Quite, but it doesn't matter because string interpolation already shipped, the syntax won't be subject to breaking change, and you'd have to demonstrate a really big reason why another form of interpolation is worth implementing.

alrz commented 8 years ago

@HaloFour

I think @jods4's argument in #9212 could be "a really big reason" to introduce that kind of interpolation in the language and it doesn't interfere with anything that already been shipped.

I feel sad that C# introduces clean, attractive new features that devs quickly adopt (and are sometimes suggested by refactoring tools such as Resharper) to later find out that in perf. critical code you should avoid them

Preserving constness is another "big reason" for doing this.

To not introduce another form I'd be ok with context-sensitive translation e.g. allowing interpolation for const targets and in attributes with translating it to string concatenation and not allow format specifiers in these contexts, but a new form could be useful in other places that you don't want to add overhead.

HaloFour commented 8 years ago

Possibly, but it's not like any of these limitations are a surprise. The issues of culture and performance were all already debated and C# 6 shipped with the result of those conversations. String interpolation was not designed to fit the scenarios described here, and that was intentional.

alrz commented 8 years ago

but it's not like any of these limitations are a surprise

I think this issue being filed as a "bug" is consequence of a surprise.

The issues of culture and performance were all already debated and C# 6 shipped with the result of those conversations

The culture dependance of string interpolation is totally understandable but inability to use it in other contexts when it makes sense is not. It's like await in catch, however it doesn't restrict anything in these contexts, but you must use constant strings in attributes already.

String interpolation was not designed to fit the scenarios described here

I'm saying that you should be able to change the "old style" to new idomatics transparently, for example

[Required(ErrorMessage = "Field 'FirstName' is required.")]
// is equivalent to
[Required(ErrorMessage = "Field '"  + nameof(FirstName) + "' is required.")] 

But suddenly

[Required(ErrorMessage = $"Field '{nameof(FirstName)}' is required.")] // ERROR!!!
HaloFour commented 8 years ago

I think this issue being filed as a "bug" is consequence of a surprise.

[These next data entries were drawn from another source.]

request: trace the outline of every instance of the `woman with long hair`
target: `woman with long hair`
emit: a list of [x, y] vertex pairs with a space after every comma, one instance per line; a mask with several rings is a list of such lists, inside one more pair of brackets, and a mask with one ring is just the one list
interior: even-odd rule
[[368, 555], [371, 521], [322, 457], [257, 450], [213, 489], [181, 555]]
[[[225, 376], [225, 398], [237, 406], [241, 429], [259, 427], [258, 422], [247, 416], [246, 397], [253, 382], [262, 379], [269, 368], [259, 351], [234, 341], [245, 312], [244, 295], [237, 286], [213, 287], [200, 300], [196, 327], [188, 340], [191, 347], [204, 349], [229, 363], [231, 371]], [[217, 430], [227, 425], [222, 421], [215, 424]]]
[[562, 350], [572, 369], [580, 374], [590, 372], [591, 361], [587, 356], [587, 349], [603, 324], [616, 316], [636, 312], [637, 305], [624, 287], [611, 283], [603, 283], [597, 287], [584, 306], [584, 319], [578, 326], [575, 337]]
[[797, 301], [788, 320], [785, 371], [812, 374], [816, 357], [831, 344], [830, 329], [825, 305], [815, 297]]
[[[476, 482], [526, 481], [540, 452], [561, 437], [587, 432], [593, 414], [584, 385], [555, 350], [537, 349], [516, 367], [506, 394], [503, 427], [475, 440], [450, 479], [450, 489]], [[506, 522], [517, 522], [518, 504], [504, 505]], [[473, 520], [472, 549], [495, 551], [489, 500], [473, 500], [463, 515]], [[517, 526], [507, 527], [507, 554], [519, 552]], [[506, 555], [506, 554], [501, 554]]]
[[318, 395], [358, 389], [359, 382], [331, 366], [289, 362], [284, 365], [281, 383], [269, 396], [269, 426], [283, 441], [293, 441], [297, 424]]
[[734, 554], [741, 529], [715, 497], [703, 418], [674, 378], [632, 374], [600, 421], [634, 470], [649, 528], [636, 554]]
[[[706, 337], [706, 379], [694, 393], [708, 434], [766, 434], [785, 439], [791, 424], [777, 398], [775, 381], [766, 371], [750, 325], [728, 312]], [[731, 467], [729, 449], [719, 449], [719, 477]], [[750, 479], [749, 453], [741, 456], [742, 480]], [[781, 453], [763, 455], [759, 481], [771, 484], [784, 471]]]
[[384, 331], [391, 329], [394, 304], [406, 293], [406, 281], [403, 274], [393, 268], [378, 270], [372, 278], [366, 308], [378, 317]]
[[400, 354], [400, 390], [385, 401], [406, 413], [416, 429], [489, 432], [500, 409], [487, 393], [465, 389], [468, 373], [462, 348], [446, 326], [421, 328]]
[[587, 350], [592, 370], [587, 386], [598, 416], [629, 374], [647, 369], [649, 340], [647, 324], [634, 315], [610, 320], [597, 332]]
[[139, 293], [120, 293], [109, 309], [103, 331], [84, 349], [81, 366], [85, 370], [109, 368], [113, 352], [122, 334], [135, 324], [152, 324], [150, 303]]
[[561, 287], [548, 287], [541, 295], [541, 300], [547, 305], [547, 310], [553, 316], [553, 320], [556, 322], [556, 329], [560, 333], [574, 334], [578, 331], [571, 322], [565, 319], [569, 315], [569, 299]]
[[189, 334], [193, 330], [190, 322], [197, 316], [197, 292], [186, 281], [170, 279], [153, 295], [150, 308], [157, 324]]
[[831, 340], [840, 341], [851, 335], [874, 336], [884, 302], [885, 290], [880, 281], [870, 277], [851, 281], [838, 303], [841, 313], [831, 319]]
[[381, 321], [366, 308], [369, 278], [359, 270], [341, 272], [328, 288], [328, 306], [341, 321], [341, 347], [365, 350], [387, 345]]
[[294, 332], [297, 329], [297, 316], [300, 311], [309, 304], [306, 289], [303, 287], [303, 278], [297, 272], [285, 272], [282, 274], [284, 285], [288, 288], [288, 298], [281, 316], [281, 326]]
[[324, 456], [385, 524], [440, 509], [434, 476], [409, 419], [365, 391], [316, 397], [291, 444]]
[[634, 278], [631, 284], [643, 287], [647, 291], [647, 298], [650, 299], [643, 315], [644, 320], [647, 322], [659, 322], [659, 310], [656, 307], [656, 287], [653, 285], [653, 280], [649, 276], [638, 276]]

I meant by the design team, who have already closed this issue since this behavior is by design.

I'm not disagreeing (or agreeing) with these arguments, I'm only pointing out that they were already made while this feature was still being designed. The syntax and behavior changed several times due to community feedback. What shipped is the result from those collaborations same last year. I'd be pretty shocked if the team were willing to revisit those same arguments or to consider another syntax for interpolation. But weirder things have probably happened.